Bertemu Ketua MPR, Try Sutrisno: Empat Alasan Kenapa RUU HIP Perlu Diubah

Kamis 02 Jul 2020, 22:10 WIB
Wakil Presiden RI  ke-6 Try Sutrisno saat usai menyasampaikan masukan soal RUU HIP. (rizal)

Wakil Presiden RI ke-6 Try Sutrisno saat usai menyasampaikan masukan soal RUU HIP. (rizal)

JAKARTA -  Wakil Presiden RI  ke-6 Try Sutrisno bersama Purnawiran TNI mendatangi Pimpinan MPR RI untuk memberikan saran dan masukan terkait Rancangan Undang-Undang Haluan Ideologi Pancasila (RUU HIP).

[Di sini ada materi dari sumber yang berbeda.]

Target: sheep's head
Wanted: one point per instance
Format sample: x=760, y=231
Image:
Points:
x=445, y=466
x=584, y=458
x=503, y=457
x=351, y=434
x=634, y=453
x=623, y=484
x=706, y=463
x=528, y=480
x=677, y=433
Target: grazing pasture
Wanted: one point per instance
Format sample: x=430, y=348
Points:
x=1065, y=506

Try meminta pimpinan MPR mengupayakan RUU HIP direvisi dari semula mengatur tentang haluan ideologi menjadi Pembinaan Ideologi Pancasila (PIP) setelah mendapat persetujuan dari para purnawirawan.

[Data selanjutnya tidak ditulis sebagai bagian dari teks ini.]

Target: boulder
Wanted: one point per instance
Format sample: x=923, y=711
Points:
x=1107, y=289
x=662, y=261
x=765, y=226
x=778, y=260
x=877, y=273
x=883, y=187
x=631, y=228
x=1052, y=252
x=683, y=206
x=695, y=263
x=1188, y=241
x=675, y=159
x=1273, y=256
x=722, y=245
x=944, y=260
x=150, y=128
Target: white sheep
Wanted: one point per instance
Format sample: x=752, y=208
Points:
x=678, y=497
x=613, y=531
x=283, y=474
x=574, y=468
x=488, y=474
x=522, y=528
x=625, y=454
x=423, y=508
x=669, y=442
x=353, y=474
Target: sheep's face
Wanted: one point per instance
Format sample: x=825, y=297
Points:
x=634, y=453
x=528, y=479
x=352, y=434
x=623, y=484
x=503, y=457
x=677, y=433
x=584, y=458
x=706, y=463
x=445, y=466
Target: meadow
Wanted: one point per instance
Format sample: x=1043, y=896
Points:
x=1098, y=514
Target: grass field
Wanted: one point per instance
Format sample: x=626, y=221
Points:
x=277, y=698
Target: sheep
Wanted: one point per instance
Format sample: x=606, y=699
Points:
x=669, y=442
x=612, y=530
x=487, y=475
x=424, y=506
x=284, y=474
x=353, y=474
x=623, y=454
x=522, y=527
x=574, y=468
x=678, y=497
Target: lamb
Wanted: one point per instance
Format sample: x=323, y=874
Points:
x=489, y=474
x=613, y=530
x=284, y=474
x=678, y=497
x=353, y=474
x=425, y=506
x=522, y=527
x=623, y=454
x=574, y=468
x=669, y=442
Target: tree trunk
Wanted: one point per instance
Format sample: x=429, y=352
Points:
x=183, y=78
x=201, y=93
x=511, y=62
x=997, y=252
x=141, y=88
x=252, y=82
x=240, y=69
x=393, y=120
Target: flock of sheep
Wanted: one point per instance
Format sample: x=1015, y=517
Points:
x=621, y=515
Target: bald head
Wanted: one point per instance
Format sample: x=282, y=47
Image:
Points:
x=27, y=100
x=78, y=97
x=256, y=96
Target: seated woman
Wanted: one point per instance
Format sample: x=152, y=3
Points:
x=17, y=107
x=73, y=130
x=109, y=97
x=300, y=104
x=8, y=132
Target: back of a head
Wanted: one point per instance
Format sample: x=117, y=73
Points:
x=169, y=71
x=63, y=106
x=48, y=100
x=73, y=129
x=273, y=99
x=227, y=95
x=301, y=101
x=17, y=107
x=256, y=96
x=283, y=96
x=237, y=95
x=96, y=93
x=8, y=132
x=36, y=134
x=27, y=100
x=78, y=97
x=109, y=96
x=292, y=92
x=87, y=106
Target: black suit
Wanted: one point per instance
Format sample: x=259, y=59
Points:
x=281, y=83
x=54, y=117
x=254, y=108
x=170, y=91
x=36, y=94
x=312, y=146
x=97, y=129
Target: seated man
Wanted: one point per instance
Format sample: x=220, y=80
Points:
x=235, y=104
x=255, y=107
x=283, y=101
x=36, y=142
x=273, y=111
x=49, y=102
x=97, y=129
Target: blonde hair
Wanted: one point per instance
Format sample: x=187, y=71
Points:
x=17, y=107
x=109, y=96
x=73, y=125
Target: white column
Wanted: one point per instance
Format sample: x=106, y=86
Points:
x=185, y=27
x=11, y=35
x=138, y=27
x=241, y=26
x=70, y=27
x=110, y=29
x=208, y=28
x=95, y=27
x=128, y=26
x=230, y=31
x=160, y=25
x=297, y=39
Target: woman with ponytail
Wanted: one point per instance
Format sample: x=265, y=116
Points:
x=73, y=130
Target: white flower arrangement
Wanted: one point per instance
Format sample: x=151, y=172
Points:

Demikian disampaikan Pak Try usai bersilaturahim dengan pimpinan MPR Bambang Soesatyo bersama para purnawirawan TNI sekaligus memberikan aspirasi mereka mengenai RUU HIP di Kompleks Parlemen, Kamis (2/7/2020).

"Dinamika tentang RUU HIP mencerminkan bahwa elemen masyarakat peduli atas falsafah dan ideologi. Pro kontra perlu kita pahami komprehensif dan bijaksana agar kohesif tidak terganggu," kata Try kepada wartawan.

Try menegaskan,  Pancasila merupakan norma yang mengatur norma lain di luar Pancasila. Selain itu, kata dia, Pancasila juga telah dijadikan ruh oleh pendiri bangsa ke dalam tubuh UUD 1945. Oleh sebab itu, Undang-undang tidak selayaknya mengatur mengenai falsafah Pancasila karena menyangkut asas negara.

Try bersama purnawirawan TNI mengatakan sepakat agar RUU HIP dilakukan perubahan, yakni direvisi menjadi RUU yang mengatur tentang pembinaan ideologi Pancasila. Dengan demikian, RUU yang baru bukan lagi mengatur soal haluan tapi implementasi dan pembinaan ideologi.

"Setelah mempelajari draft RUU HIP atau pembinaan ideologi dan dinamika masyakarat. kami sadari draft HIP perlu revisi beberapa pasal," katanya.

Try menerangkan ada empat alasan mengapa RUU HIP perlu diubah menjadi RUU PIP. Dia mengatakan salah satunya karena sejak era reformasi masyarakat telah berpaling dari wacana pembinaan ideologi Pancasila. Keadaan itu membuat Pancasila telah tidak hanya ditinggalkan, tapi juga ditanggalkan.

"Misal BP7 (Badan Pembinaan Pendidikan Pelaksanaan Pedoman Penghayatan dan Pengamalan Pancasila) bubar tapi enggak ada pengganti. Pelajaran Pancasila mulai dari TK sampai universitas tak lagi wajib," katanya.

Kedua, konsekuensi dari poin pertama mengakibatkan ideologi transnasional menjadi bebas masuk ke negeri ini. Paham seperti liberalisme, radikalisme, bahkan terorisme masuk dengan bebas sehingga tatanan ekonomi dikuasai pemilik modal.

"Demikian juga paham kekhalifahan, intoleransi dan terorisme yang dimotori HTI. Potensi paham komunis atau neokomunisme juga harus dicermati, diwaspadai terus menerus," jelasnya.

Ketiga, potensi ancaman poin kedua, menurutnya, semakin mengkhawatirkan seiring canggihnya teknologi dengan dominasi negara maju atas negara berkembang. "Jajahan tak melulu soal fisik tapi proxywar," ujarnya.